Robotic Nurses
Before Toyota made cars, it made robots. It’s making them again and wants to use them in a most unusual place.
In 1926, Toyoda Automatic Loom Works (as it was then known) manufactured automatic fabric looms that could detect problems and shut down automatically. It marketed these devices as having “autonomation” — automation with human intelligence.
Now Toyota, looking ahead at the second half of this century, sees a mounting health care crisis and an aging population. It sees a future where manufacturing robotic workers is the hot new industry and “autonomation” takes on a whole new meaning.
And the first place we might see these robots is in hospitals.
Japan’s aging population and low birthrate point to a shortage of workers and Japan’s elder care facilities and hospitals are already competing for nurses. This fact has not escaped Toyota, which runs Toyota Memorial Hospital in Toyota City, Japan. Taking a lead from Honda, Toyota in 2004 announced plans to build “Toyota Partner Robots” and begin selling them in 2010 after field trials at Toyota Memorial.
Toyota doesn’t see these machines serving only as nurses. They’re also being designed to provide help around the house and do work at the factory. But it’s the idea of robotic nurses that drew support when Japan’s Machine Industry Memorial Foundation estimated Japan could save $21 billion in health care costs each year using robots to monitor the nation’s elderly.
This is more than futuristic fantasy. The government is drafting safety regulations for service robots, which would include nursing droids. The Energy and Industrial Technology Development Organization has launched a five-year project to improve safety standards for the machines. The South Korean Government has even drawn up a code of ethics for how robots should treat humans and, perhaps ironically, how humans should treat robots.
“Japan wants to become an advanced country in the area of addressing the aging society with the use of robots,” Motoki Korenaga, a ministry of trade and industry official, told Agence France-Presse.
It isn’t so far-fetched. Japan leads the world in building robots, and the bots show remarkable skill. Honda’s famous android, Asimo, has served tea, conducted the Detroit Symphony Orchestra and freaked-out James May of the BBC program Top Gear. Toyota’s robots have even played the violin and the trumpet.

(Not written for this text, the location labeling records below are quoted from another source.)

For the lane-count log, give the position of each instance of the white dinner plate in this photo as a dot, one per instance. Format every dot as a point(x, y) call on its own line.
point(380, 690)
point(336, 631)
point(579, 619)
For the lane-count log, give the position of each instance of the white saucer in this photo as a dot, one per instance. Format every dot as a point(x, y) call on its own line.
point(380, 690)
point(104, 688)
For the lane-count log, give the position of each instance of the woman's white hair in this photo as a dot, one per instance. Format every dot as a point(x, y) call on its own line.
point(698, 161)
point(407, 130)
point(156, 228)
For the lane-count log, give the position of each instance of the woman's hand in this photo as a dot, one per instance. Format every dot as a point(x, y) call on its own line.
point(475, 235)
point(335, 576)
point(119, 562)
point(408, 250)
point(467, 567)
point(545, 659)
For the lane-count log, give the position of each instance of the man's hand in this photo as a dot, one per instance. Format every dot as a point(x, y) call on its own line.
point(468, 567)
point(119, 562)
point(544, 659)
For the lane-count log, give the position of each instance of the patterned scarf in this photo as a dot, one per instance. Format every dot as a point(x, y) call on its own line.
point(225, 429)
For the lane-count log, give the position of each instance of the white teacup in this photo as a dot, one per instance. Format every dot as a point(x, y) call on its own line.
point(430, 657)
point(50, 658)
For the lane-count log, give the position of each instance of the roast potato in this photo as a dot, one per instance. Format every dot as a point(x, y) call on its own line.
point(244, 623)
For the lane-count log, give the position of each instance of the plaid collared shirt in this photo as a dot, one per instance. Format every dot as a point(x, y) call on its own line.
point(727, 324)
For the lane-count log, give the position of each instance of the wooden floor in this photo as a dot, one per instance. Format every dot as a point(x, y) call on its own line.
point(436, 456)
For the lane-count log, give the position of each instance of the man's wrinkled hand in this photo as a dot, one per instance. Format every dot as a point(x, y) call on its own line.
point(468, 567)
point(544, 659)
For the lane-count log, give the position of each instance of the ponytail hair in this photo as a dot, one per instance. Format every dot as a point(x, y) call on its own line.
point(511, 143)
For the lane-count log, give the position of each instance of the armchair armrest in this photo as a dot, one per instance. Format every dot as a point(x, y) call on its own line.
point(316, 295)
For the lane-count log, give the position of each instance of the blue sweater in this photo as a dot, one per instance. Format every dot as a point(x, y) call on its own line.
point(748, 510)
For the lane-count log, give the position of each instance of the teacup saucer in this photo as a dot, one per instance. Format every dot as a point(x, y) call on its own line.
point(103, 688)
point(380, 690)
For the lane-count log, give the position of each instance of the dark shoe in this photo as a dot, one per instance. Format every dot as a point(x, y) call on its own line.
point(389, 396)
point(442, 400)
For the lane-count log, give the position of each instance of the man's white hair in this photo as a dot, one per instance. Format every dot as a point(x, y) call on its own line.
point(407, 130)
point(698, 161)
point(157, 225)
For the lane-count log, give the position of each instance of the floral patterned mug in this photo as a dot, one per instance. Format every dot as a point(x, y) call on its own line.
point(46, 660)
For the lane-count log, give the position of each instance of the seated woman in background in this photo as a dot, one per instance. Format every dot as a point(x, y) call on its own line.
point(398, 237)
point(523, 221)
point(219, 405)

Of course, there’s a huge difference between waving a conductor’s baton and providing aid and comfort to grandma. But Japan’s biggest automakers are determined to make this work. Honda has spent hundreds of millions of dollars developing its human-like robots, and Toyota has 200 people working on the project full-time. To put that in perspective, it might assign 500 engineers to developing a new car platform. Toyota also is working with at least 10 corporate suppliers and 11 universities.

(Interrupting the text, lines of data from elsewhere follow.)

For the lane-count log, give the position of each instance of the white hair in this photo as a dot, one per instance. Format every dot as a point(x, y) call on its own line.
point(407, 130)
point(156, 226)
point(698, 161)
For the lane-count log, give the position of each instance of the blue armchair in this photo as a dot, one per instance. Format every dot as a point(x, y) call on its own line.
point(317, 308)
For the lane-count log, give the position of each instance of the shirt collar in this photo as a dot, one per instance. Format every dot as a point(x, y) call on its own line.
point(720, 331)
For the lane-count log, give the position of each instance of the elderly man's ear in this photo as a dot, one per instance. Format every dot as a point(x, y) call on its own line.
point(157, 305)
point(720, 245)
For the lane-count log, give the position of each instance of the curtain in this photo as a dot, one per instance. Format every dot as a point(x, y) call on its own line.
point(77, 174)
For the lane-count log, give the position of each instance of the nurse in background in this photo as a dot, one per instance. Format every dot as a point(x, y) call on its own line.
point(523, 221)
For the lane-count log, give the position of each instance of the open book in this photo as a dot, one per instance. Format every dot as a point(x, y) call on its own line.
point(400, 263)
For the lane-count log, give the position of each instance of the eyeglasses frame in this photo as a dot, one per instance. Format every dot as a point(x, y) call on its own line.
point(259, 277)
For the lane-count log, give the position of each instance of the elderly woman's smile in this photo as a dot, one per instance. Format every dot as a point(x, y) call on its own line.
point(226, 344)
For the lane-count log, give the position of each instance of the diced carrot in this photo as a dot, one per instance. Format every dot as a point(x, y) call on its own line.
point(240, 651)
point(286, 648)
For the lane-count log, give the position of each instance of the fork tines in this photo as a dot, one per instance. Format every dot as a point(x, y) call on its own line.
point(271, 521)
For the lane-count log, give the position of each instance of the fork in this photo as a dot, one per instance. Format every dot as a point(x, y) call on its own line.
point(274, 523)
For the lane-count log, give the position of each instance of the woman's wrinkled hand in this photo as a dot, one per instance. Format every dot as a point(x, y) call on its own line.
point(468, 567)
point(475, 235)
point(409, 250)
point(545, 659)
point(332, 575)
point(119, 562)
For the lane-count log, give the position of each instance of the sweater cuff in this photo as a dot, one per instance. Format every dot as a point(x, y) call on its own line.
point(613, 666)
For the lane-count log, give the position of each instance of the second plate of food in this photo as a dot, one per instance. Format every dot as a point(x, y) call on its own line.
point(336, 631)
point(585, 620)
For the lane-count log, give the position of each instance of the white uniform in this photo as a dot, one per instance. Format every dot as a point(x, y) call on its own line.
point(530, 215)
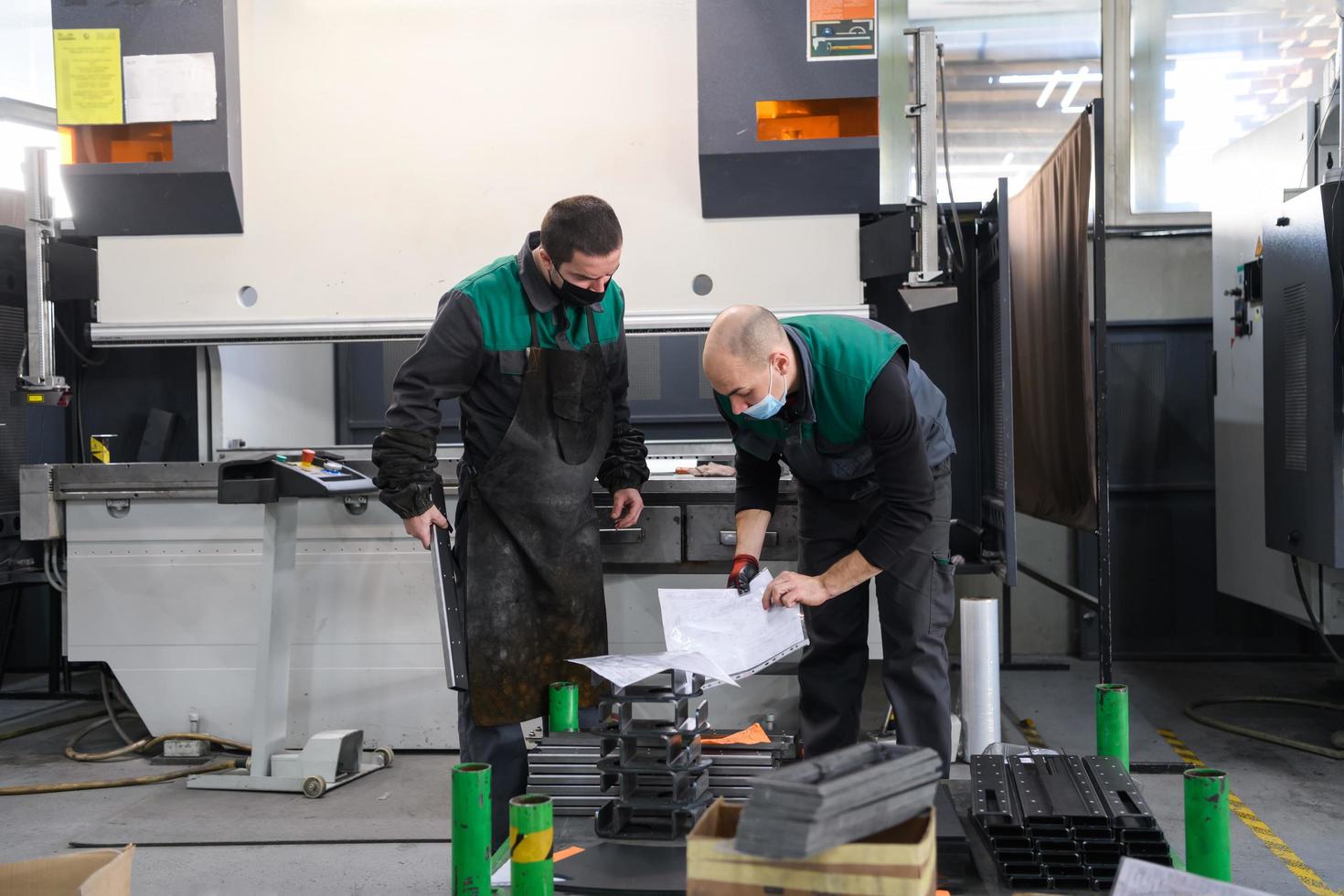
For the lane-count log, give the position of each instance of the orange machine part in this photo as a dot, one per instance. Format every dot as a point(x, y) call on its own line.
point(116, 144)
point(816, 119)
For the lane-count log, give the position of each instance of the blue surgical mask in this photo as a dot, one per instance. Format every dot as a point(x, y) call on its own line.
point(768, 406)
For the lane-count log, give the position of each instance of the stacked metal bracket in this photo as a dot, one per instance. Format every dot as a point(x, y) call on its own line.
point(652, 769)
point(563, 767)
point(1062, 822)
point(837, 798)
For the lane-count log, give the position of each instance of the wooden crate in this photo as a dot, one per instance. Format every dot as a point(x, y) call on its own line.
point(900, 861)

Toyota’s experience building cars, particularly hybrids, will be invaluable. It makes all of its own motors, batteries and power electronics, and it has worked with electronics giant NEC to develop specialized computer vision processors. All are critical components for robots. And like Honda, Toyota’s robot and autonomous vehicle programs are sharing sensing, mapping and navigation technologies. And the automotive giant has the added advantage of running a hospital where it can test its robo-nurses. Toyota says the first of them could be in service next year, and their descendants could be working on the moon by 2020. Seriously.
Toyota and Honda aren’t going to stop building cars, but both see a big market for robots. Toyota is so bullish on bots, it sees them becoming a core business by 2020 (.pdf). Some may see these machines as a threat to our jobs, if not our safety — particularly if they’re serving as nurses. The last thing people want is T-100 checking their IV drip. But the Japanese seem to be thinking of bots like Astroboy — loyal creations willing to sacrifice themselves to save their humans friends.
Either way, Japan’s biggest automakers are doing what they can to make robots a reality.